À la fin du troisième trimestre 2025, les données récemment diffusées révèlent que la dette mondiale atteint des sommets inédits. Ce contexte, marqué par des besoins de financement croissants et un environnement monétaire traditionnellement accommodant, incite à un examen approfondi de la situation de l’endettement, rapporte TopTribune.
Un niveau d’endettement mondial réévalué à environ 319 000 milliards d’euros
À la conclusion du troisième trimestre de l’année 2025, la dette mondiale s’élève à près de 319 000 milliards d’euros, selon les chiffres partagés par l’IIF. Ce montant, qualifié d’historique, témoigne d’une croissance rapide au sein des économies développées. L’organisme souligne que « la majeure partie de cette hausse provient des marchés matures, où l’accumulation de dette s’est intensifiée cette année à mesure que les grandes banques centrales assouplissaient leurs politiques monétaires », indique Emre Tiftik.

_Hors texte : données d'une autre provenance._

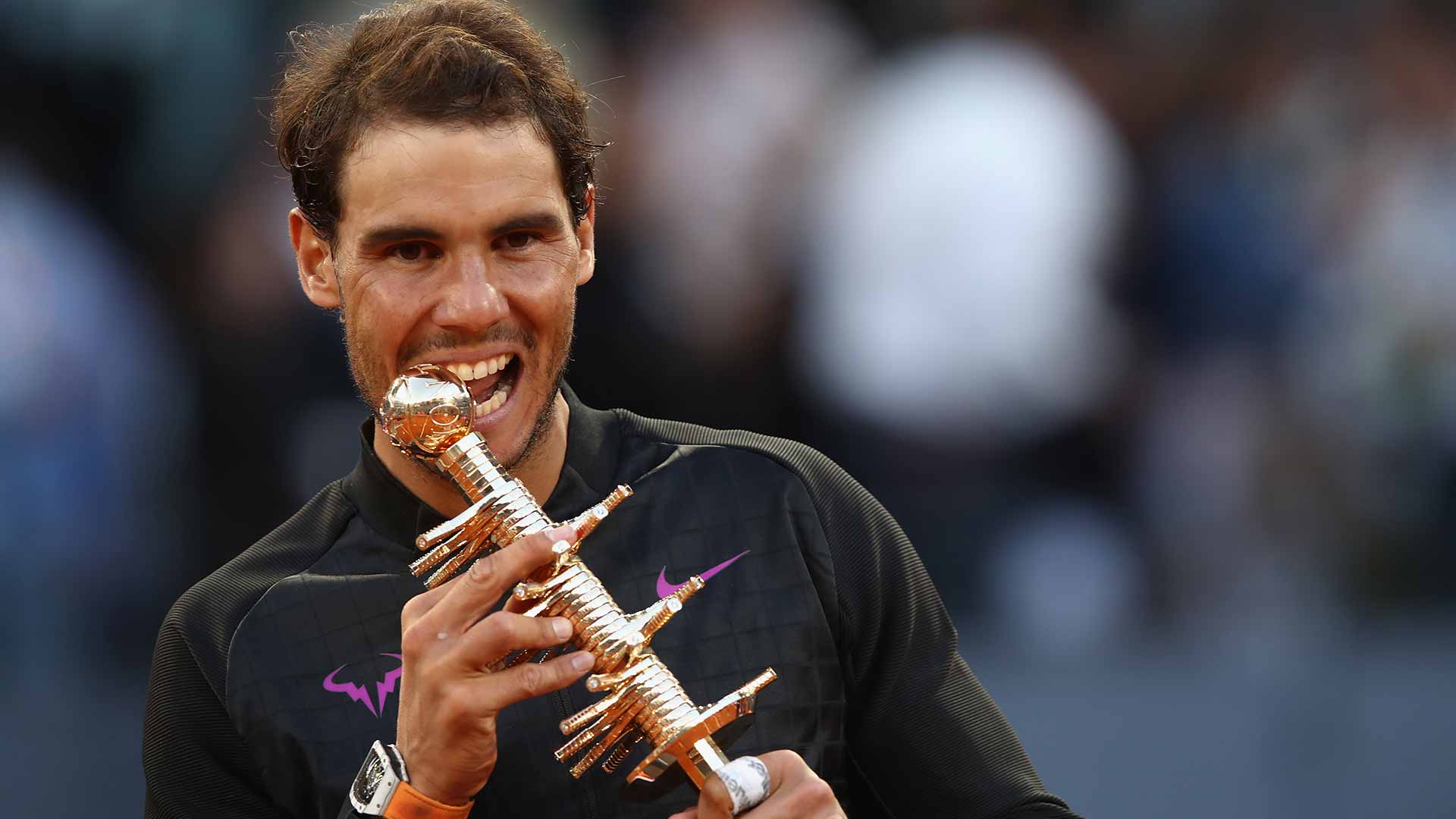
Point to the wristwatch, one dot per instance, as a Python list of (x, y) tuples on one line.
[(382, 789)]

La part des marchés matures se chiffre à environ 213 000 milliards d’euros, renforçant leur position centrale dans la configuration globale de l’endettement. En revanche, les marchés émergents représentent environ 106 000 milliards d’euros. Cette distribution, conforme aux tendances observées ces dernières années, souligne la montée de l’endettement dans les économies avancées. L’IIF signale également une augmentation cumulative de près de 24 400 milliards d’euros entre janvier et septembre 2025, un chiffre qui illustre une forte accélération dans le recours au financement extérieur.
Une hausse tirée par les États et les entreprises
L’IIF note que le ratio de la dette mondiale par rapport au PIB a atteint environ 310 %, illustrant la dépendance croissante des secteurs public et privé vis-à-vis de l’endettement. Cette augmentation est largement attribuée à l’essor des dépenses publiques, nécessaires pour faire face aux chocs économiques répétés. D’après Anadolu Agency, cette dynamique est également exacerbée par la gestion des entreprises, dont les besoins financiers sont en adéquation avec les cycles de restructuration et d’investissement.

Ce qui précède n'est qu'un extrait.